"A Separation"(邦題『別離』)


『別離』写真クレジット:Sony Pictures Classics
「古典的悲劇は善と悪の闘いにあり、私たちは悪が挫かれ善の勝利を期待する。しかし、現代の悲劇は善と善の闘いにあり、どちらが勝っても私たちは打ちひしがれるのだ」。本作の脚本家/監督のアスガー・ファルハディの言葉である。まさにその言葉通りをドラマとして見せてくれた優れた映画作品だった。
昨年のベルリン国際映画祭史上初の作品賞、男優賞、女優賞の3冠を受賞したイラン映画。今年のゴールデン・グローブ外国映画賞も受賞したほか、世界各地で多くの映画賞を獲得している。

物語はある夫婦の離婚調停シーンから始まる。一人娘テルメーの将来を考え海外への移住を願う妻シミン(レイラ・ハタミ)と、認知症の父を置いて出国は出来ないと主張する夫ナデル(ペイマン・モアディ)との対立は平行線のままに終わる。

シミンは娘を連れて実家へ戻り、一人残されたナデルは同居する父のために家政婦ラジエー(サレー・バヤト)を雇う。ところが、ある日ナデルが家に帰ると、老父がベットから落ちて意識を失っていた。激高したナデルは外出していたラジエーを問いつめ、彼女を無理矢理家から押し出し、その勢いでラジェーは階段で転倒してしまう。この事件がその後、シミンとラジエーの夫をも巻き込み二家族間の大きな争いへと転じていく。

別居中の中流夫婦と貧しく敬虔な若い夫婦の間に起きた争いを通して、現代のイラン社会のみならず多様な価値観を反映する社会で生きる人間の姿が丁寧に描き出される。互いに己の主張を曲げず、小さな嘘に固執し、対立を深める大人たち。そんな彼らを仲良かった二夫婦の娘たちが悲しい眼差しで見つめる。どちらが勝っても打ちひしがれるのこの子たちなのだ。

感心したのは大人たちの節度ある争い方であった。ラジエーの非を証明するため老父を検査させようと医師に会うナデルがふと我に帰る。
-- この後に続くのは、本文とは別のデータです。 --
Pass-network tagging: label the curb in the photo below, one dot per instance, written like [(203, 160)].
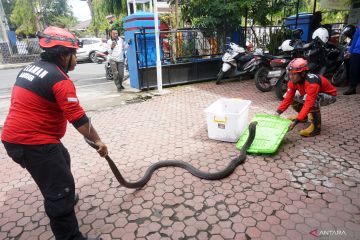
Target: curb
[(12, 66)]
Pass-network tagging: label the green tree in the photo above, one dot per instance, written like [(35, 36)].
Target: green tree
[(54, 11), (220, 14), (31, 16), (99, 22), (8, 7), (23, 17), (116, 7)]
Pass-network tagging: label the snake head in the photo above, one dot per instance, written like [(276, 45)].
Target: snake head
[(91, 143)]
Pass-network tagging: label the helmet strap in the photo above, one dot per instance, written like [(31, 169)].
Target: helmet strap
[(69, 63)]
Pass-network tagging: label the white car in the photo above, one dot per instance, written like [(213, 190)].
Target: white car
[(88, 51)]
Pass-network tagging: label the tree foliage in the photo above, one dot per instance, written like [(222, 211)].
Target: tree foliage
[(55, 11), (99, 22), (220, 14), (23, 17), (116, 7), (30, 16)]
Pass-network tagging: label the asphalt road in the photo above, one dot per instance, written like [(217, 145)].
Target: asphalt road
[(93, 90), (84, 74)]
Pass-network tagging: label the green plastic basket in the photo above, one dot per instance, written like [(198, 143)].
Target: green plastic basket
[(270, 131)]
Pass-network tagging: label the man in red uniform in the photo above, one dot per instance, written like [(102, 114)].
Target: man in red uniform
[(306, 93), (43, 100)]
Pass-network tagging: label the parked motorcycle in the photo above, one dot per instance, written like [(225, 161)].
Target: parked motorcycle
[(322, 59), (340, 76), (269, 74), (101, 57), (237, 62)]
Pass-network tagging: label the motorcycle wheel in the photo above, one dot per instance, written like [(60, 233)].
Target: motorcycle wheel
[(339, 77), (219, 77), (92, 57), (281, 87), (261, 81), (109, 75)]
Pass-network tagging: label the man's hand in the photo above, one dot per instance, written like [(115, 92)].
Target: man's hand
[(292, 125), (103, 152), (113, 44)]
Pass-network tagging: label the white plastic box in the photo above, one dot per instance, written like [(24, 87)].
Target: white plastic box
[(227, 118)]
父親の身体を利用してまでこの争いに勝ちたいのか? 父への敬意と自制心を失っていたことに気づくナデルにイランの民度の高さが見て取れる。

民度の高さは多くの人の忍耐の上に成り立っているとも言える訳だが、それが抑圧的であるのかどうかはその社会で生きる人々が判断してくべきことなのだろう。ただ、シミンが娘を連れて海外で暮らしたい背景に、イラン社会における女性の生き難さがあることは窺える。だが、彼女の堅い決意の理由は一度も説明されない。

イラン政府の検閲を逃れるため明確な主張や価値判断を避けた表現を心がけたという監督。その手法が功を奏して、それぞれに理のある人々の立場が善悪判断を越えた視点で描き出され、観る者に多くの問いかけを促す見事な映画作品となった。核濃縮問題とホルムズ海峡封鎖を巡って米国との緊迫した状況がある現在、この映画が米国で公開される意味は大きい。

上映時間:2時間3分。サンフランシスコはエンバカデロ・シアターで上映中。